Wesleyan's Fifteenth President

Douglas J. Bennet

1995-2007
B.A., M.A., Ph.D.
(1938-2018)

"A fundamental part of our mission is to encourage in our young men and women a positive outlook and the realization that they can make a difference."


The son of a Wesleyan alumnus, and the father of two Wesleyan alumni, Douglas Bennet, who himself graduated from Wesleyan in 1959, was born on June 23, 1938, in Orange, New Jersey, and was raised in the Lower Connecticut River Valley. After receiving his degree from Wesleyan, he received a master's degree from the University of California, Berkeley, and a Ph.D. in history from Harvard University.

Active in government service, Bennet was assistant secretary of state for international organization affairs when elected to the Wesleyan presidency. Prior to that he was the chief executive officer and president of National Public Radio for ten years, during which the number of listeners tripled, the number of member stations doubled, and he raised enough funds so that NPR did not have to depend totally on federal money.

Prior to his years at NPR, he had been the assistant to the economic adviser for the Agency for International Development, special assistant to U.S. Ambassador to India Chester Bowles, assistant to Vice President Hubert H. Humphrey, assistant to Senators Thomas F. Eagleton and Abraham Ribicoff, assistant secretary for congressional relations in the State Department, and head of the Agency for International Development.

When Bennet came to Wesleyan as president in 1995, he developed the university's first comprehensive strategic plan, "Strategy for Wesleyan," which was adopted in 1998. In 2005 he renewed the university's strategic vision with a new plan, "Engaged with the World." The first plan defined key institutional priorities: an enduring commitment to need-blind admission; an expansion of the faculty in order to improve teaching ratios and expand scholarship and teaching in new, interdisciplinary areas; and the beginning of a program of campus renewal. The second plan includes continuing curricular innovations and renewed commitments to international studies and to science.

These priorities were supported by a history-making $281 million Wesleyan Campaign, which enabled Wesleyan to add 20 new faculty positions, create 140 new scholarships, and embark on more than $200 million in construction and renovation projects on campus. The campaign also established six endowed professorships.
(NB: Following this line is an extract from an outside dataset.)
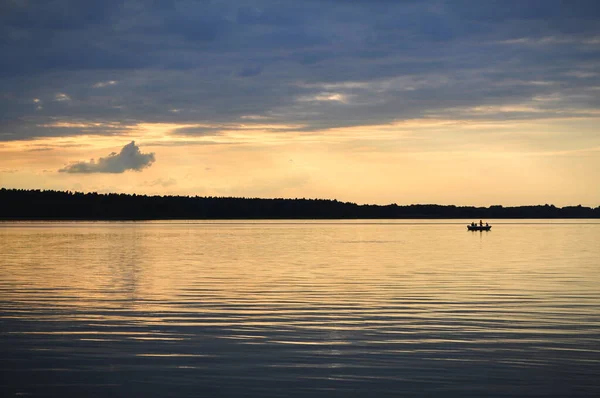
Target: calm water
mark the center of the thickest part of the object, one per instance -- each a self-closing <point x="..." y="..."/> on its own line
<point x="262" y="309"/>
Bennet also sought more collaboration with the city of Middletown, and Wesleyan participated actively in the city's development efforts, resulting, among other things, in a new downtown hotel and in the Green Street Arts Center, a community arts center meant to help revitalize the city's North End.

In May 2006, Bennet announced that he planned to step down as president at the end of the 2006-2007 academic year.